Malay’s Vape Industry a “Wild West”, says Former Health MinisterArvin Peh
Khairy Jamaluddin, former Malaysian Health Minister, likens the unregulated vape industry to the “Wild West”.
Malaysia’s unregulated vape industry has been compared to the “Wild West” by former Health Minister Khairy Jamaluddin, who points out the complete lack of laws governing the sale and use of vape products in the country. “There were enforcement issues before, but we regularly acted against vape sales – especially to minors – and vape products could not be advertised. It’s now the Wild West in Malaysia as there is no enforcement because there are no laws against vapes,” he explained in a tweet on Monday, July 17.

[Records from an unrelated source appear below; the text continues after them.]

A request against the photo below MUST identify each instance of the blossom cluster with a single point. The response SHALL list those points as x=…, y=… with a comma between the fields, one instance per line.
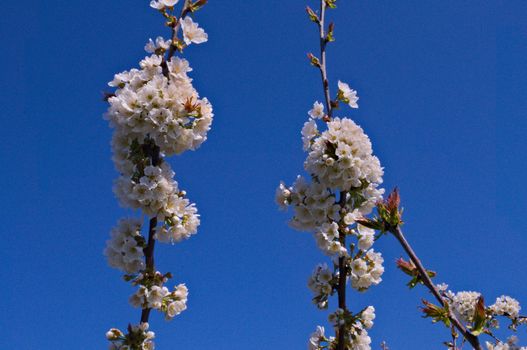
x=155, y=112
x=322, y=283
x=510, y=344
x=152, y=294
x=138, y=337
x=344, y=186
x=469, y=308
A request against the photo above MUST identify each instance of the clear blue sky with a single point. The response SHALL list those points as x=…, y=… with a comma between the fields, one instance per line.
x=442, y=96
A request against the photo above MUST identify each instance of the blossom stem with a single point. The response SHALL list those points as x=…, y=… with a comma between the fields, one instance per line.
x=341, y=291
x=343, y=273
x=148, y=251
x=322, y=67
x=427, y=281
x=175, y=30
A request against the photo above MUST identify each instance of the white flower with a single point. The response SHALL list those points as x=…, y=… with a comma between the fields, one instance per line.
x=348, y=95
x=464, y=304
x=367, y=316
x=350, y=149
x=350, y=218
x=316, y=338
x=160, y=43
x=366, y=237
x=161, y=4
x=506, y=306
x=192, y=33
x=282, y=196
x=309, y=131
x=175, y=308
x=318, y=111
x=367, y=270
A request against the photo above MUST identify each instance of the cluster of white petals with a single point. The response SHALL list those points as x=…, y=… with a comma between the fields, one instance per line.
x=161, y=4
x=344, y=187
x=464, y=304
x=313, y=204
x=506, y=306
x=317, y=338
x=509, y=345
x=327, y=238
x=138, y=338
x=357, y=335
x=124, y=250
x=169, y=111
x=192, y=33
x=341, y=157
x=347, y=95
x=366, y=270
x=155, y=112
x=160, y=298
x=320, y=284
x=367, y=317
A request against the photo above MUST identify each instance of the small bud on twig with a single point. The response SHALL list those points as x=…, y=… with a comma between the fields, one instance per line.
x=312, y=15
x=313, y=60
x=330, y=37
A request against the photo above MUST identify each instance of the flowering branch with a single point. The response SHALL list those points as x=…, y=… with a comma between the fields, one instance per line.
x=427, y=281
x=463, y=311
x=338, y=193
x=156, y=112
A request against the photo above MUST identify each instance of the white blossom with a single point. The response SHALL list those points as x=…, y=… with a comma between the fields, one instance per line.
x=367, y=317
x=309, y=132
x=464, y=304
x=348, y=95
x=317, y=112
x=192, y=33
x=160, y=43
x=161, y=4
x=168, y=111
x=320, y=284
x=366, y=237
x=316, y=338
x=350, y=152
x=506, y=306
x=367, y=270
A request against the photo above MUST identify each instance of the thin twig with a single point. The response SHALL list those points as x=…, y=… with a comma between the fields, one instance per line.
x=155, y=158
x=154, y=155
x=341, y=291
x=472, y=339
x=175, y=30
x=322, y=67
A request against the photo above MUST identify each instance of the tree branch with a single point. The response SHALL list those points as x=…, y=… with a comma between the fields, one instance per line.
x=427, y=281
x=154, y=155
x=322, y=67
x=175, y=30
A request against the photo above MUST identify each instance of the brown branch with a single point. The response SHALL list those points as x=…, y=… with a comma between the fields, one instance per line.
x=322, y=66
x=343, y=273
x=427, y=281
x=175, y=30
x=154, y=155
x=341, y=291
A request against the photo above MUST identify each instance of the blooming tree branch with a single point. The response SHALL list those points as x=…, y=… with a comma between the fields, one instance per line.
x=155, y=112
x=463, y=311
x=344, y=186
x=334, y=204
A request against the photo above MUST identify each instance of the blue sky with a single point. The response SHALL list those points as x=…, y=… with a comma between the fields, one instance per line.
x=442, y=96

Jamaluddin was responding to an episode of Al Jazeera’s 101 East documentary series that revealed six shops in Kuala Lumpur selling nicotine-based products to a young buyer who identified herself as new to vaping. The undercover investigation discovered that none of the stores asked the girl for identification to verify her age before selling her the highly addictive products, despite four of them having “18+” signs displayed.
The Health Ministry had previously stirred controversy on April 1 when it published a gazette that exempted nicotine liquids and gels used in e-cigarettes and vape products from poisons control. The move attracted widespread criticism from the public and various health groups. According to Jamaluddin, this exemption means that no action can be taken against the sale and marketing of vape products until a new law is introduced.
In response, three NGOs—the Malaysian Council for Tobacco Control, the Malaysian Green Lung Association, and Voice of the Children—have launched a judicial review to assess the decision. The groups have named Health Minister Dr. Zaliha Mustafa and the government as respondents and are seeking a court order to overturn Dr. Zaliha’s decision to amend the Poisons Act.
Dr. Zaliha has stated that the upcoming Tobacco Control Bill will regulate all smoking products, including nicotine liquids and gels used in e-cigarettes and vape products. The bill, also known as the generational end-game (GEG) bill, was tabled in the Dewan Rakyat last month and has been referred back to a Parliamentary committee for further review.